A Vane, a Rubis, a Mairym, a Emilio y a Rubén
I. Apócrifo del viudo tarsiano
La viudez no le sentaba bien y volvió a casarse por segunda vez.
Cuando pudo llegar a Jerusalén, el gentío aglomerado alrededor del supuesto Rey de los judíos, no le permitió acercarse. La imagen de un hombre ensangrentado cargando una cruz romana rumbo a su crucifixión lo dejaba perplejo, sin ilusión, sin aliento. ¿Qué clase de profeta puede ser ese si Dios lo deja morir así? Se sentía engañado. Una sensación de odio nauseabundo se le convertía en burda burla, peligrosa oscuridad, deseo de mutilarse por tan siquiera pensar en la posibilidad de que ese farsante lo hubiera podido ayudar a recobrar a María y a sus hijos. ¡Cuánta imbecilidad!
Al tercer día, volvió a escuchar sus voces. Pudo conversar con ellos y prometerles que pronto estarían todos juntos. Pero lo imposible volvía a repetirse. Jesucristo resucitaba y la noticia se esparcía en un abrir y cerrar de ojos por doquier. Entonces, deseó ser rayo para matar y morirse en un mismo instante. Rasgó sus vestiduras y corría como si quisiera reventar, hasta que sus pasos dolieron y se detuvo frente al palacio. Esa era la señal. Un poco más compuesto, pidió audiencia. Le prometió a su rey que iba a encontrar a Jesús, que lo volvería a matar, y que mataría a sus seguidores y a quienes les dieran asilo también.
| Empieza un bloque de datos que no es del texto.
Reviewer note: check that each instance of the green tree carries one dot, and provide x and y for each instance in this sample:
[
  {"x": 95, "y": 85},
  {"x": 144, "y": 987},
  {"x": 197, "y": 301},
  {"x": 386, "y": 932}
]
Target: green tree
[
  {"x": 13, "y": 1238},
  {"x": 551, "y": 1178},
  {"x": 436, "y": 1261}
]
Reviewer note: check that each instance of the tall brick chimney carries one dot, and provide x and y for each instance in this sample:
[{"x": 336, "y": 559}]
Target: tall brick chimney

Herodes lo miró curioso y le preguntó: ¿Quién eres que hablas con tanto ardor? Y él le contestó: Soy Saulo de Tarso.
II. Apócrifo de la viuda tarsiana
Al tercer día, unos ángeles abrieron el sello de su escondida tumba: ella despertó con su vientre sano, y fundó la primera escuela secreta de oratoria para mujeres sobrevivientes.